A retrospective study On long-term prognostic significance of ventricular late potentials after acute myocardial infarction
SHEN Yi,LIANG Jin-rui,LI Hong-wei,GU Fu-sheng,SHEN La-hua,HU Pei-chen,ZHAO Shu-yan,LI Fang. A retrospective study On long-term prognostic significance of ventricular late potentials after acute myocardial infarction[J]. Chinese Journal of Cardiovascular Medicine, 2009, 14(3).
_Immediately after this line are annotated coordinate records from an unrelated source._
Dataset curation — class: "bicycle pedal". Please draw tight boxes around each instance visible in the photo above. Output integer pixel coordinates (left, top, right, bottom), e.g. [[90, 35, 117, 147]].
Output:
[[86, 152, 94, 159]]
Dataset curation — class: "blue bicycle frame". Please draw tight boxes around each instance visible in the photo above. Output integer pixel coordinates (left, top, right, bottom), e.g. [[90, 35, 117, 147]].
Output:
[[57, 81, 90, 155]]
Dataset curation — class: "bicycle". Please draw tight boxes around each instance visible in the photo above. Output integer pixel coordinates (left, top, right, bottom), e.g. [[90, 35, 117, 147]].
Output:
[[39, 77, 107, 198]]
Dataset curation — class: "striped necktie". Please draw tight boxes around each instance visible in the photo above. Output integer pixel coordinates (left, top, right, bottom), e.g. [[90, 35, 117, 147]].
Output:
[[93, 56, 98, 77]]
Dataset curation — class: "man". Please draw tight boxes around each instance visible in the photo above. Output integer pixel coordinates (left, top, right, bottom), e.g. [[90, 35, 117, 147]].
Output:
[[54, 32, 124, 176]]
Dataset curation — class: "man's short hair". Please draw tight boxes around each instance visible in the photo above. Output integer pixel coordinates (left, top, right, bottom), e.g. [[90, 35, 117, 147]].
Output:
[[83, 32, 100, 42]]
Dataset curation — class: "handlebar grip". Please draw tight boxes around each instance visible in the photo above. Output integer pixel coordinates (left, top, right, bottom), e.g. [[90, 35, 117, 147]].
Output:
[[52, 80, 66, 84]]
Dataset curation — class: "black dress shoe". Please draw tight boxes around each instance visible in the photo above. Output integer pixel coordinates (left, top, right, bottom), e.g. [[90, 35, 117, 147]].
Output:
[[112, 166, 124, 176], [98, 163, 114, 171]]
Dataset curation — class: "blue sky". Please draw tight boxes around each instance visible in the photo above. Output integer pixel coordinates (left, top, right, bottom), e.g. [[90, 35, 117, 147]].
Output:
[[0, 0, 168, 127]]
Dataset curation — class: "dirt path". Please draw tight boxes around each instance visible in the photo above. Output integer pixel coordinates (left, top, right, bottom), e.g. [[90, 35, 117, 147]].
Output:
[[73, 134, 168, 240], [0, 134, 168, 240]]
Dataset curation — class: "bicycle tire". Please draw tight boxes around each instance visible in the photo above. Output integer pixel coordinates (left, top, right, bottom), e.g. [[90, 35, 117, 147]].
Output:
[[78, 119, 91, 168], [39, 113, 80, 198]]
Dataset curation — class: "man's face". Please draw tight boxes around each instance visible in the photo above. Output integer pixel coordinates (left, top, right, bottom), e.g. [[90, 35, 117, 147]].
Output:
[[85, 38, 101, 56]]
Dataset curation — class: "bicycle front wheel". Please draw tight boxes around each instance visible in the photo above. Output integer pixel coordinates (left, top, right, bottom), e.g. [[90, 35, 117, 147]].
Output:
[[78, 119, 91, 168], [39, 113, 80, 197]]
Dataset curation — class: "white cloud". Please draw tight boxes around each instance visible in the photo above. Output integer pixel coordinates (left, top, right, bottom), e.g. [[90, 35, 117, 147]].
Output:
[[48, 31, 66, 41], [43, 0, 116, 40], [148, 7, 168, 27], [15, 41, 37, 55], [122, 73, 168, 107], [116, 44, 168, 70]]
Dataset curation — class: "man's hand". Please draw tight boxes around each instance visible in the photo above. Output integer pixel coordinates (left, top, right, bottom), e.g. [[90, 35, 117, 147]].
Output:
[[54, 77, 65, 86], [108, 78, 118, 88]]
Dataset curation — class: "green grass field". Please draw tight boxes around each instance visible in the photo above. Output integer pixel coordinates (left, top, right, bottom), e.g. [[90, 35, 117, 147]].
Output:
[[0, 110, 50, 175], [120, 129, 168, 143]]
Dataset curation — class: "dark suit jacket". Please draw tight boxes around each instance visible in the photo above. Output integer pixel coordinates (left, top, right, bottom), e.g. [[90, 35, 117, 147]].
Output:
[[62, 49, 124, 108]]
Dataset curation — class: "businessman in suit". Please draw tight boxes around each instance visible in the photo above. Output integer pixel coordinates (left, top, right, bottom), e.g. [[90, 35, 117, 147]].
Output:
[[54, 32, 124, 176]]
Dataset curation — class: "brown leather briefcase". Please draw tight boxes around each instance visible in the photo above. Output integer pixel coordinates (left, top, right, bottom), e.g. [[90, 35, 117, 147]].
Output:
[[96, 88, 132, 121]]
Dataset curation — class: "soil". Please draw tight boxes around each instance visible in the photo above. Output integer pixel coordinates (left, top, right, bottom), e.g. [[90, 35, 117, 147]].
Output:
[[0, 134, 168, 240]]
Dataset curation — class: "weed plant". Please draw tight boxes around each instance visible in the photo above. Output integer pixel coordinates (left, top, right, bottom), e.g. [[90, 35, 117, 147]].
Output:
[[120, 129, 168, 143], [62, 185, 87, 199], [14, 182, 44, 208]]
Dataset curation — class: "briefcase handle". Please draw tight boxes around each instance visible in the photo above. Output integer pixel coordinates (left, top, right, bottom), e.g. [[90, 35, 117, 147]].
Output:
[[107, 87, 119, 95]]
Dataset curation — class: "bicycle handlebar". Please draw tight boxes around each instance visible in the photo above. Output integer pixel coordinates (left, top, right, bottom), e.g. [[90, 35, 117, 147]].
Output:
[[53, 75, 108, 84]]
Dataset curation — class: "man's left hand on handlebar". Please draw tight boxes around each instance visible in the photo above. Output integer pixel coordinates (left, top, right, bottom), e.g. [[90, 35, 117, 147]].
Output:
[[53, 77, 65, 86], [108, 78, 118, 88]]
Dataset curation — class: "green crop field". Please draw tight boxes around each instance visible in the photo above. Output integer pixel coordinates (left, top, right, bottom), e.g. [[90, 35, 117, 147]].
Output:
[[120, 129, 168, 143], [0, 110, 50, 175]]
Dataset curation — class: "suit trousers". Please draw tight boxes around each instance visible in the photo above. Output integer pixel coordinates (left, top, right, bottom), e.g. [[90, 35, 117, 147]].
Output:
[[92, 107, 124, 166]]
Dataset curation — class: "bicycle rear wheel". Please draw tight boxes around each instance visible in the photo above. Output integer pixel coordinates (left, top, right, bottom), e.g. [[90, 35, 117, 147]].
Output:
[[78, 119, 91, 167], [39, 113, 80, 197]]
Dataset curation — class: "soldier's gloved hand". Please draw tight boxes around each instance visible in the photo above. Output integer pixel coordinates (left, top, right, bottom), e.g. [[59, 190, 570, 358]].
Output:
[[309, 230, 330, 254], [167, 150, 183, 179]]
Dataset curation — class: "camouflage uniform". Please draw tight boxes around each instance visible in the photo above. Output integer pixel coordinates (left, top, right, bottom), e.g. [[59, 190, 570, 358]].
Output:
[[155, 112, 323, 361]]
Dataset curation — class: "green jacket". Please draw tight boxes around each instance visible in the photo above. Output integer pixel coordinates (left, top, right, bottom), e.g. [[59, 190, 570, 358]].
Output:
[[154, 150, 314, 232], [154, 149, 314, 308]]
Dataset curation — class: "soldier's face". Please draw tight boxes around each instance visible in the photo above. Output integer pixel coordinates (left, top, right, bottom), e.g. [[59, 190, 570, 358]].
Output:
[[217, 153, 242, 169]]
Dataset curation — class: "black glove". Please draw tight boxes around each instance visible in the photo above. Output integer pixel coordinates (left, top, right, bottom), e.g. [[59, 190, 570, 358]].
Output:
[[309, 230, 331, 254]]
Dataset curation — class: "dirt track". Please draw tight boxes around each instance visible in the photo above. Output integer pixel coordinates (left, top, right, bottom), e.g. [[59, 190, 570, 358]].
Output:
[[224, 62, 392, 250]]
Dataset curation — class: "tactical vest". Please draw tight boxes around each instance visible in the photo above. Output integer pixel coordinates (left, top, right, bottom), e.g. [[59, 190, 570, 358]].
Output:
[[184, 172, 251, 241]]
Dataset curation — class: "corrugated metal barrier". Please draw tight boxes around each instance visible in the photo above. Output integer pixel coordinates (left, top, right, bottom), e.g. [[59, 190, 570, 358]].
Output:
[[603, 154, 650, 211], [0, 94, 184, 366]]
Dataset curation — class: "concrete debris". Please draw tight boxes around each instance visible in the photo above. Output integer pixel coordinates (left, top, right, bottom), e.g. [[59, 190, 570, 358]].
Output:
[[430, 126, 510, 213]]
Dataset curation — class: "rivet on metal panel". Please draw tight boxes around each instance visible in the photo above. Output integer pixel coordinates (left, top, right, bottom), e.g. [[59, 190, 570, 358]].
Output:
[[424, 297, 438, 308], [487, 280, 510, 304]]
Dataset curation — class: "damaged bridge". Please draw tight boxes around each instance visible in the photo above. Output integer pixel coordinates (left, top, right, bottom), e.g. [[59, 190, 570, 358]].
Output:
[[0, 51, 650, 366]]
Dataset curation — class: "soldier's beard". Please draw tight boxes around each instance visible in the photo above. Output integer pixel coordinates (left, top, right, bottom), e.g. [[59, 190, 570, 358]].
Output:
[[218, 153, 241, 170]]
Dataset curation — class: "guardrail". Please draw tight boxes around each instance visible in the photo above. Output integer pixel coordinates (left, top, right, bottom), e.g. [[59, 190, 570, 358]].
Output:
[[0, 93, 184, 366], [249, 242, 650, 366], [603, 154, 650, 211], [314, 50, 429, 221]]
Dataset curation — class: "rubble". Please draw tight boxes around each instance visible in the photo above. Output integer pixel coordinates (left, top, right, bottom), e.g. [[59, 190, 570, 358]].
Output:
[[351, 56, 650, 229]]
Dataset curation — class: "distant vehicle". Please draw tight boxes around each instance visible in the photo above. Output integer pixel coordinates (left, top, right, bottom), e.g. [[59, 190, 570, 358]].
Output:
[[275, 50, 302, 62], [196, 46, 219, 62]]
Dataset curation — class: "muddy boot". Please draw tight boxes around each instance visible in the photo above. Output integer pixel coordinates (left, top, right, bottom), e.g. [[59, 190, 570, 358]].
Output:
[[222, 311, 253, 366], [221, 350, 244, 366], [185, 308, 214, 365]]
DOI: 10.3969/j.issn.1007-5410.2009.03.016
Authors:SHEN Yi  LIANG Jin-rui  LI Hong-wei  GU Fu-sheng  SHEN La-hua  HU Pei-chen  ZHAO Shu-yan  LI Fang
Abstract:Objective To explore the prognostic value of ventricular late potentials (LP) in post-infarction patients.Methods A total of 243 consecutive survivors of acute myocardial infarction(AMI) from Dec.1997 to Dec.1999 in our hospital were reviewed and eligible patients were divided into LP positive group (n=83) and LP negative group(n= 60).The mean follow up time was (10±0.83)years.The primary endpoints were composite of serious arrhythmic events,sudden cardiac death and congestive heart failure death.The secondary endpoints were composite of serious arrhythmic events and sudden cardiac death.Results The incidences of primary endpoints and secondary endpoints were significantly higher in LP positive group than in LP negative group(18.1% vs.11.9%,HR 4.19,95% CI 2.50-7.02,P<0.0001 and 7.0% vs.2.1%,HR 7.64,95% CI 2.02-20.75,P<0.0001).Kaplan-Meier survival analysis showed that the survival rate of free of events in LP positive group was significantly lower than that in LP negative group (47.0% vs.81.9% P<0.0001).Muhivariate Cox regression analysis showed that LP positive was the strongest independent predictor of the primary endpoints(HR 3.57,95% CI 1.87-6.81,P<0.0001).Conclusions LP positive is a powerful predictor of poor prognosis in patients with myocardial infarction.